Die vollständigen Namen von Personen, die im Artikel vorkommen, sind: Wulf Gallert.

Welche Organisationen oder Institutionen werden genannt?

Die genannten Organisationen, Parteien oder Institutionen sind: Linksfraktion, Landtag von Sachsen-Anhalt, Gardelegen.

Wann ist das Ereignis passiert?

Nicht erwähnt

Wo spielt die Handlung des Artikels?

Gardelegen, Sachsen-Anhalt

Worum geht es in einem Satz?

Die Linksfraktion im Sachsen-Anhalt kritisiert die Schließung des Glaswerks in Gardelegen als Ergebnis mangelnder Investitionen des portugiesischen Eigentümers, der während der Pandemie Gewinne erzielte, ohne diese reinvestieren oder den Standort zukunftsfähig gestalten zu wollen, was nun zu Jobverlusten führen könnte.

Was war der Auslöser für den Vorfall?

Der Auslöser für die Kritik der Linksfraktion im Landtag von Sachsen-Anhalt war die angekündigte Schließung des Glaswerks in Gardelegen.
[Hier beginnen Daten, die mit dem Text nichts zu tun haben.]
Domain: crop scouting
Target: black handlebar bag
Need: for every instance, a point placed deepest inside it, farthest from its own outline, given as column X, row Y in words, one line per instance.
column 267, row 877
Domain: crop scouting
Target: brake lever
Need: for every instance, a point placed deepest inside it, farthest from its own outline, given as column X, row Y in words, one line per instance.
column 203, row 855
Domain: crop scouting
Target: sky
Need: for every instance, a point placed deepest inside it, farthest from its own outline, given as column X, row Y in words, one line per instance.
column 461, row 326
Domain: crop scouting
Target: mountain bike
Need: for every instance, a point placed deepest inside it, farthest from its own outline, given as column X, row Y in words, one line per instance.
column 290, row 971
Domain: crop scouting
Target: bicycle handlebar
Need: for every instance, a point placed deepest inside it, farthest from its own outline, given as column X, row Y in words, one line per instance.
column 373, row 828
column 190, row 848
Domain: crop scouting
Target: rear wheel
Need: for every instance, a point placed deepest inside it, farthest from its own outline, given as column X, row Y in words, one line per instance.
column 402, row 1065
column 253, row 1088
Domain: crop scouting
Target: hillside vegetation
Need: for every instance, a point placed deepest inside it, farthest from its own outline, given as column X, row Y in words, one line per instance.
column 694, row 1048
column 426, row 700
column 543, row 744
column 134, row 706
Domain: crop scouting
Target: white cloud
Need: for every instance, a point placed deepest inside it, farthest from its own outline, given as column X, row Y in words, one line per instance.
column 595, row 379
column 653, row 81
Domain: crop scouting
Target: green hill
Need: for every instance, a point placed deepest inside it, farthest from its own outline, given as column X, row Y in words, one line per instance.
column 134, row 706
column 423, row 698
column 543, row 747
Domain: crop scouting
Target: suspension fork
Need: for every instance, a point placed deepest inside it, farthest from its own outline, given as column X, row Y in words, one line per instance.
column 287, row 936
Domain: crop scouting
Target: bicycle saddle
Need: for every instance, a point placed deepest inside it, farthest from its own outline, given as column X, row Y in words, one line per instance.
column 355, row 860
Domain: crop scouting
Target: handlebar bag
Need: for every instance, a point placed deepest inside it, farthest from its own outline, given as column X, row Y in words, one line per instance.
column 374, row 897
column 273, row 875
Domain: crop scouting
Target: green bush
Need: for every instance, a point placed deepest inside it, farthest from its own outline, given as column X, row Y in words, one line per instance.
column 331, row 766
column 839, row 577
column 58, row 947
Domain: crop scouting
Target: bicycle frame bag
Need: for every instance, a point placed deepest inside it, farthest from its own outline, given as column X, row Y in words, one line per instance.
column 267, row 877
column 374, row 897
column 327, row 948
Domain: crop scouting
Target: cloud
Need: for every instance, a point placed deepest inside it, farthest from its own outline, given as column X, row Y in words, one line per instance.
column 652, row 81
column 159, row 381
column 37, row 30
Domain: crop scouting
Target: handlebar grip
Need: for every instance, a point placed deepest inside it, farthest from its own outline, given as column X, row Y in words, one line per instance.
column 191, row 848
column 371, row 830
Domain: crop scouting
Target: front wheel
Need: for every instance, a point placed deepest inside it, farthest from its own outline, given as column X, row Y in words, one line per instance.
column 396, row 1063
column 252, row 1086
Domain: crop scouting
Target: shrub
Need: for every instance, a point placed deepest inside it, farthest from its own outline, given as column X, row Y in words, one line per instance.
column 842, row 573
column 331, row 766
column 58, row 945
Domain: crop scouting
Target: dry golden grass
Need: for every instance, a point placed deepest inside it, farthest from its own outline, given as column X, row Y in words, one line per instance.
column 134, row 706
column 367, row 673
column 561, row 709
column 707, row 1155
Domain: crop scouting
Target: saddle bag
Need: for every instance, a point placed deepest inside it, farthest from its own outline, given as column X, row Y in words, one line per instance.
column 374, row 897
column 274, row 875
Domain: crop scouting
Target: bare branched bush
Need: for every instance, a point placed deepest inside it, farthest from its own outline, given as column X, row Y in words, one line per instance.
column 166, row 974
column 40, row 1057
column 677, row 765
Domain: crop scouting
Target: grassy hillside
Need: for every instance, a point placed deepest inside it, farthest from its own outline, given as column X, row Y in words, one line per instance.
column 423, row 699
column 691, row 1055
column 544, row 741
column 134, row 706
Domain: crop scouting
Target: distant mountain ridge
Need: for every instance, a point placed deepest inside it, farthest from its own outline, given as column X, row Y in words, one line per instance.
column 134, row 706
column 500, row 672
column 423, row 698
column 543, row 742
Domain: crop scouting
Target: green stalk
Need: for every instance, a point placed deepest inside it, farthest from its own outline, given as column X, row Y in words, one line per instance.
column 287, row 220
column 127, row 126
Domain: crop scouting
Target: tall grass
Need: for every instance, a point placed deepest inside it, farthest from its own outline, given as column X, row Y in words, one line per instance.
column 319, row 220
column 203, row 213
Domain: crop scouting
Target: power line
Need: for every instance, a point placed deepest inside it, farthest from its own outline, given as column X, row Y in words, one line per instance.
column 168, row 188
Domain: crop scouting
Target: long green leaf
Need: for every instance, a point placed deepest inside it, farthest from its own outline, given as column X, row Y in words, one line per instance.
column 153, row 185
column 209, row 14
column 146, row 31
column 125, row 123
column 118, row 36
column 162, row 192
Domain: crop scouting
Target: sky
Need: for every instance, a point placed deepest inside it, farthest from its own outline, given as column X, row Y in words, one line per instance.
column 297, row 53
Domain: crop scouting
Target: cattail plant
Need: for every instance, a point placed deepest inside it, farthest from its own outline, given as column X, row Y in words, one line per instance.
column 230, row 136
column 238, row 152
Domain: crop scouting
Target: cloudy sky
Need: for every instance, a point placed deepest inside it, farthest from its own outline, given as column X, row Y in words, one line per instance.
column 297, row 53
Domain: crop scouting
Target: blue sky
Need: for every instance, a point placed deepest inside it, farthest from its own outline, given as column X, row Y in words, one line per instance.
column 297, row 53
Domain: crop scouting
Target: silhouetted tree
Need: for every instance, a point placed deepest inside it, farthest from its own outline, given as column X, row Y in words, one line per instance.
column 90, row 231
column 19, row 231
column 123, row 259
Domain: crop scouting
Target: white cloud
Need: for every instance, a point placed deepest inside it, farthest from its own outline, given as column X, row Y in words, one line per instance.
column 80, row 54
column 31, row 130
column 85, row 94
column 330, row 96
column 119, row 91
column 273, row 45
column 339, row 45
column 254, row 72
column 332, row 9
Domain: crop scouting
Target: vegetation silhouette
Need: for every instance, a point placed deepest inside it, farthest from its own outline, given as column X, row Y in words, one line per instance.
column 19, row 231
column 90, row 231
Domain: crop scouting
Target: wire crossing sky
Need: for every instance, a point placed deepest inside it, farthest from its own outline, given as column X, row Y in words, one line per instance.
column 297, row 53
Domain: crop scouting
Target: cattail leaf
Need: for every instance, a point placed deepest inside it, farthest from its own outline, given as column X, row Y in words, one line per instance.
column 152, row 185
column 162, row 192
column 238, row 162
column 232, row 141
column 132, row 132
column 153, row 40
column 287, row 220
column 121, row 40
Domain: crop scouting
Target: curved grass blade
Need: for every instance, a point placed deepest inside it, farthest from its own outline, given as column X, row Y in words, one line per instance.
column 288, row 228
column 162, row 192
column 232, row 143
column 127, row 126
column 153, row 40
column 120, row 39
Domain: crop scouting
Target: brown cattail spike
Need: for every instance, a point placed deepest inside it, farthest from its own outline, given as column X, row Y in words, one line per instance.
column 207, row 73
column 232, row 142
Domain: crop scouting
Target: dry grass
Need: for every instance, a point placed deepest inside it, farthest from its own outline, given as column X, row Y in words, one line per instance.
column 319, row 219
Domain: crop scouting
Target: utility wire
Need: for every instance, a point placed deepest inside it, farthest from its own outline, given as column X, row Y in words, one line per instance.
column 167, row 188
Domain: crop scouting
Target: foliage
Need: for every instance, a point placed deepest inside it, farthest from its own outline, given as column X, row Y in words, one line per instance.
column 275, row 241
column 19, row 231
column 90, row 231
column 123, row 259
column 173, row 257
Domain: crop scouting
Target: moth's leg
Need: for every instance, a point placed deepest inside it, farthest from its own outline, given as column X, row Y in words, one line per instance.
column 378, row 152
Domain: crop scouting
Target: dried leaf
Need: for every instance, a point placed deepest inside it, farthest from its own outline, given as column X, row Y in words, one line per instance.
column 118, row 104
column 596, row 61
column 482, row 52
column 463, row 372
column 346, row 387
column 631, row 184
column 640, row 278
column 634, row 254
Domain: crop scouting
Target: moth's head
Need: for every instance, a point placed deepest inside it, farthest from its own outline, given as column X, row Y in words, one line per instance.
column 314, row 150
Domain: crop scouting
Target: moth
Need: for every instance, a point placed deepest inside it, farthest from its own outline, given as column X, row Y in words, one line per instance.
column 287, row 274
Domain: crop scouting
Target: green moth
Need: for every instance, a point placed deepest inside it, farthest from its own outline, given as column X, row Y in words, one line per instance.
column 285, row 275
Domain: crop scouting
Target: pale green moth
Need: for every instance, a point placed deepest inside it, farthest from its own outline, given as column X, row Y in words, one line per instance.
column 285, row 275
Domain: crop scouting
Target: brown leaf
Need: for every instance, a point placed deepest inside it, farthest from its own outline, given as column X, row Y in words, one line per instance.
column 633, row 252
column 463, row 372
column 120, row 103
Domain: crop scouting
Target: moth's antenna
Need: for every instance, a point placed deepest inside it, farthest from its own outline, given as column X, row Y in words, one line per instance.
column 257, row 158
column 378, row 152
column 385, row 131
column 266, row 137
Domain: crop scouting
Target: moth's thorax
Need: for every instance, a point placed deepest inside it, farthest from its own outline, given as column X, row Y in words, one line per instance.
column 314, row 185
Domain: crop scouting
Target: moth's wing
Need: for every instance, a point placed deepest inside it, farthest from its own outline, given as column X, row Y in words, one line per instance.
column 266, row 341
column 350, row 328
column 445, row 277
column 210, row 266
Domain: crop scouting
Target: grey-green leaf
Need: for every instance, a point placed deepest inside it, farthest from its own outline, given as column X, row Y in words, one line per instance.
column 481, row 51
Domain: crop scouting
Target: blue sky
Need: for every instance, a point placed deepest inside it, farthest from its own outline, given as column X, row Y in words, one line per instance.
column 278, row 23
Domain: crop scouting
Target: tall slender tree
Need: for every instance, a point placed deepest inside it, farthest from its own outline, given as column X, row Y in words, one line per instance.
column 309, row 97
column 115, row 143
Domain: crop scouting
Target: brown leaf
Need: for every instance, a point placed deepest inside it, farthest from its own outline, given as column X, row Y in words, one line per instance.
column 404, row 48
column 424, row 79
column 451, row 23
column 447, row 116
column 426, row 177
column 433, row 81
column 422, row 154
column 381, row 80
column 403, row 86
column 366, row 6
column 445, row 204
Hintergrund ist, dass der portugiesische Eigentümer seit seiner Übernahme vor sieben Jahren keine notwendigen Investitionen getätigt hat, was zu einer ineffizienten Betriebsweise und letztlich zur Verlagerung von Produktionsanteilen nach Polen führte. Die Fraktion sieht die Notwendigkeit, die Strompreise zu senken und Investitionen in die Region zu fördern, um Arbeitsplätze zu sichern.

Wie hat die Öffentlichkeit oder Politik reagiert?

Die Linksfraktion im Landtag von Sachsen-Anhalt hat die Schließung des Glaswerks in Gardelegen stark kritisiert und dem Eigentümer vorgeworfen, seit Jahren keine notwendigen Investitionen getätigt zu haben. Sie fordert eine Reduzierung der Strompreise und Investitionen in die Industrie, um den drohenden Jobverlust für die Beschäftigten abzufangen.

Welche Konsequenzen werden genannt?

Die Folgen oder Konsequenzen, die im Artikel erwähnt werden, sind: Jobverlust für die Beschäftigten in Gardelegen, ineffizienter Standort durch fehlende Investitionen, Verlagerung von Produktion nach Polen, keine Reinvestition der Gewinne, notwendige Investitionen wurden verschoben, Forderung nach Reduzierung der Strompreise, Forderung nach zukunftsfähigen Investitionen für den Industriestandort Mitteldeutschland.

Gibt es bereits eine Stellungnahme?

Ja, im Artikel wird eine Stellungnahme zitiert. Wulf Gallert, der wirtschaftspolitische Sprecher der Linksfraktion im Landtag von Sachsen-Anhalt, kritisierte, dass der portugiesische Eigentümer des Glaswerks seit der Übernahme vor sieben Jahren keine Investitionen getätigt hat und dadurch eine Unterauslastung des Standorts bewusst zugelassen wurde. Er fordert daher eine Reduzierung der Strompreise sowie Investitionen für den Industriestandort Mitteldeutschland.